My at home yoga practice is about showing up with myself, to meet the person I am on any given day, on the mat. The mat that somehow still collects cat hair though Artemis crossed the rainbow bridge last June. The mat that often stays unfurled in the center of my living room, parked right in front of the TV where I watch Adriene guide me through the motions.
For many years, I've told people yoga keeps me sane. This is definitely a big part of what yoga means to me. I can feel it in my stress levels and reactiveness when I've been away from the mat for too long. That's not to say I flit around in a state of perfect calm and bliss when I'm practicing regularly--I'm still moody, passive-aggressively conflict avoidant, irritable me. I just have a little more clam and a little more distance from that version of myself. A little more patience with the world because I spent some time that morning being patient with me.
What does it mean to be in your body when that's literally the only place we all reliably are? It means I am forced--invited, encouraged--to really feel into the experience of being myself. When I'm going through a pain flare or nursing an injured knee, it is so easy to be combative and resistant. To brush aside the sensation, want it to go away, want it to be otherwise. I am furious with my body for not being 100% healthy and able to do what I want it to do. I feel like it's me vs. my knee, or me vs. the nerve endings at the base of my skull.
On the mat, however, I must remember it's all, as Adriene says, one moving piece. Feeling into each pose slowly and carefully, I have to work with my body, not against or in spite of it. These moments on the mat remind me what my body can do and what doesn't, at this time, feel good.
It's the same miracle I found years ago when I did yoga in large classes for the first time in college--hop in the space of my mat, all social anxiety vanishes. Only now, it's get on the mat, remember that my body is my body, not an enemy to work against, to fight, to try and whittle down and mold and strengthen and... the list goes on.

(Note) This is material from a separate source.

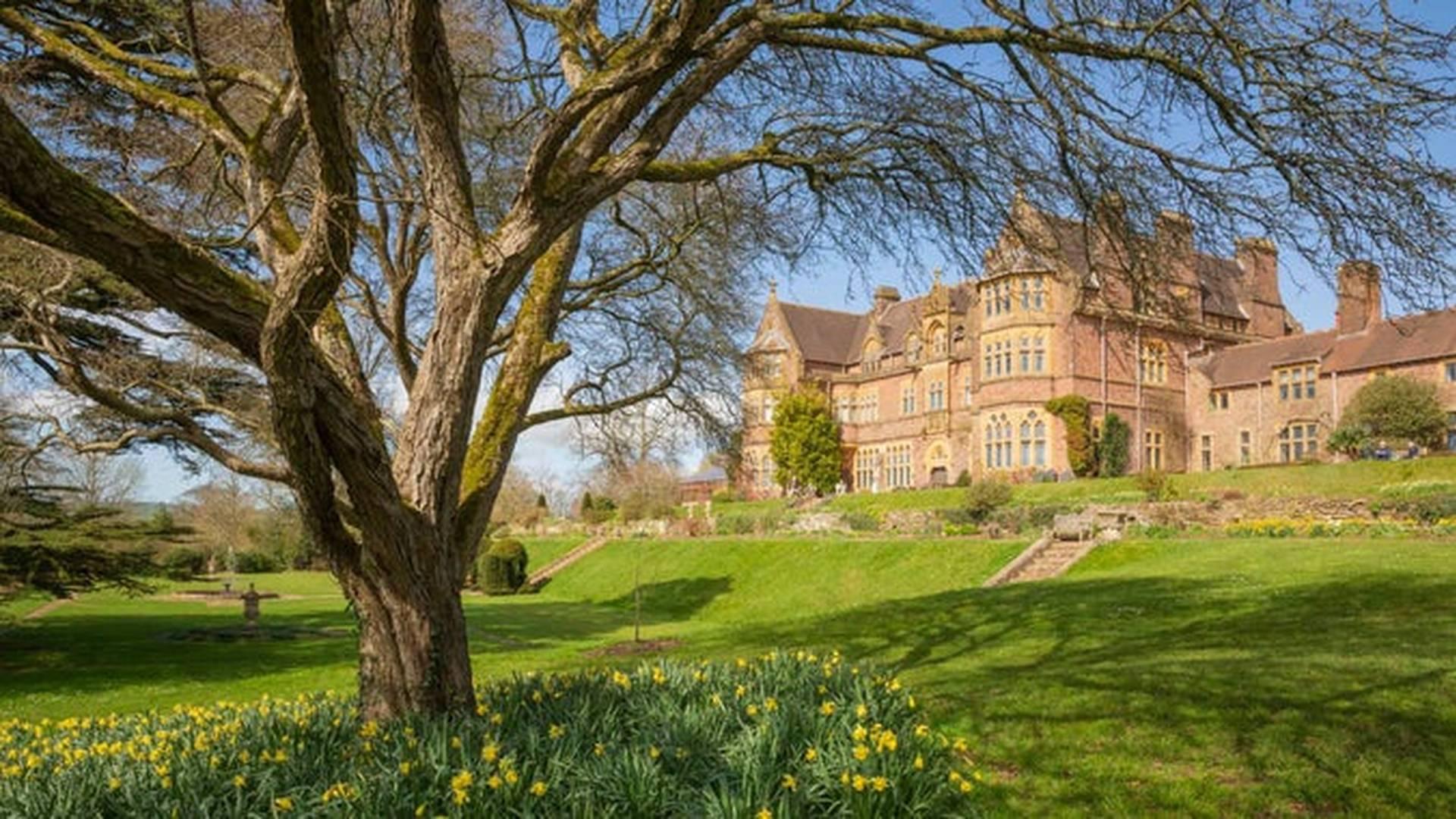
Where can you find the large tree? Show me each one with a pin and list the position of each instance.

Even if the feeling of settling in and working with my body doesn't always follow me off the mat, those moments are so crucial, so important. They remind me there is movement still available to me now, in this body, in spite of the limitations I've encountered. They remind me that I can still bring the breath.
So yes, I'm annoyed that my knee is still tweaked. I'm annoyed that I can possibly still get injured after the whirlwind of pain that was 2019. But I'm flowing along with the Yoga with Adriene March Calendar and its theme of CREATE, finding space to create a little peace in my body.